Jabpilot From United States of America, joined Dec 1999, 423 posts, RR: 1 Posted (13 years 10 months 2 weeks 17 hours ago) and read 1441 times:
After reading about the 727 ATA from MDW-LAS which had a engine fire upon landing @ LAS, I noticed that the flight had made an "unscheduled" fuel stop in Lincoln, NE. Is this pretty common for flights to leave MDW with light fuel and stop en route to refuel? I'm flying BOS-LAX via MDW in November and the MDW-LAX leg is a 757. I don't see a fuel stop being likely but would appreciate any info on the ATA operations at Midway. Thanks, Jeff
TWFirst From Vatican City, joined Apr 2000, 6346 posts, RR: 52
Reply 1, posted (13 years 10 months 2 weeks 6 hours ago) and read 1373 times:
NO, it's not common. The ATA operations at Midway are hampered by the massive construction project at Midway, and the ridiculously outdated, undersized facilities that the construction is replacing. Congestion is a way of life right now. I suspect that the ATA flight that was diverted to Lincoln was burning way more fuel than normal due to an engine malfunction. However, it could be possible that the plane had to hurry in and out of a gate at MDW to avoid totally screwing up a very tight operational schedule at MDW, and may have left before being completely refueled.
Cactusa319 From United States of America, joined Jan 2000, 2918 posts, RR: 25
Reply 2, posted (13 years 10 months 2 weeks 6 hours ago) and read 1373 times:
No, it's not common. However, the fuel stop did not have anything to do with the new terminal construction or ATA's operations at MDW. Right now, ATA ops. is not hampered by the construction of the new terminal since what is being built is the check in area and not the airside where the gates are. Airlines are not expecting to be inconvinienced by this late 2000/early 2001.
What most likely happened was that the 727 was weight restricted due to the short runways at MDW. ATA has this problem with their 727 ops. at MDW. The aircraft probably took off with a light fuel load in order to clear the fence and then stopped for fuel. The same thing used to happen to America West flights to LAS and PHX years ago. It also could be due to an engine malfunction, but I doubt that.
You don't have anything to worry about if you are flying on the 757, since that aircraft has a better perfomance than the 72, and can easily lift off from MDW's runways without nearly as many weight penalties.
CactusA319 From United States of America, joined Jan 2000, 2918 posts, RR: 25
Reply 4, posted (13 years 10 months 1 week 6 days 2 hours ago) and read 1337 times:
When did you see an L1011 at MDW????? That's f'ing impossible!!!!
The largest aircraft operated there is the 757. The gates are not big enough to accomadate widebody aircraft.
ATA chose MDW because it is was a good market for them to build a hub around.
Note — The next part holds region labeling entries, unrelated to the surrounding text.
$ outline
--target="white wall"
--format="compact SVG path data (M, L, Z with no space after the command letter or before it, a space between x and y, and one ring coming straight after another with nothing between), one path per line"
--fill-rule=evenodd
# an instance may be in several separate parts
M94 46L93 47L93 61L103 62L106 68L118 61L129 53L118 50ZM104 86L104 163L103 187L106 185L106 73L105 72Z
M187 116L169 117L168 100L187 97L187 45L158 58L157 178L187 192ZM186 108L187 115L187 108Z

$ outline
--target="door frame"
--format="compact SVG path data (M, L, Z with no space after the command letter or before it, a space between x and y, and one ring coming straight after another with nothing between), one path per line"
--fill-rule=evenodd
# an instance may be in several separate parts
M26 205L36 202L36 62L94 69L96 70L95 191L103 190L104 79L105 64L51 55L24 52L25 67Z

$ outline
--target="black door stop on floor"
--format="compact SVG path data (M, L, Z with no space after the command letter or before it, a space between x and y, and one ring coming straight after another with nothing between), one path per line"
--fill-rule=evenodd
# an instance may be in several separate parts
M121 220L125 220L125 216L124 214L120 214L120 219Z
It was underutilized when they started servicing it and is also Chicago's "low-fare airport". Once the new terminal is built ATA will have a larger operation at this airport. The 727's don't have weight restrictions on every flight, only a few depending on weather conditions and what not. ATA is not the only airline to have weight problems. Every airline that flies into that airport has had problems with weight restrictions at one point or another, especially those that use older a/c like 727's and 737-200's. However it's not an everyday occurence and it doesn't happen enough to make operations there uneconomical.
Wjcandee From United States of America, joined Jun 2000, 5118 posts, RR: 22
Reply 5, posted (13 years 10 months 1 week 5 days 20 hours ago) and read 1324 times:
MDW-LAS is a long haul for a 727 these days, particularly those which employ "procedural" hushkits to make Stage III. Perhaps the westbound headwinds were significant enough that the boys decided to land for fuel. (Had it happen myself once on Braniff a long time ago from NY-DFW; headwinds required us to land and refuel in (I think) Memphis.) On your BOS-LAX flight with ATA, you'll have a nice 727 from BOS-MDW and a 757 from MDW-LAX. The 757 has plenty of legs; it's not even a little stretch to get to LAX on one out of MDW, so you will not have a fuel stop.
By the way, ATA's equipment is generally quite nice inside; they make a big deal out of thoroughly cleaning the cabin on turns and at MDW. The pitch is comparable to everyone else's, and the service is generally quite good. They'll happily give you a full can of soda, they seem to care that you have a nice flight, and you even get a little snack and a movie on the MDW-LAX leg, which you don't on most of those carriers flying smaller a/c on that route. ATA will also be replacing its 727s, starting early next year, with 737-800s. ATA is the launch customer for the maximum-performance 737-800, with factory-installed winglets, and they are buying them *loaded*, with heads up displays in the cockpit, extra-powerful engines, etc. And they are installing seats with better-than-average pitch, as well.
You will enjoy your flight. I have taken them many times in the past year, and enjoyed every flight.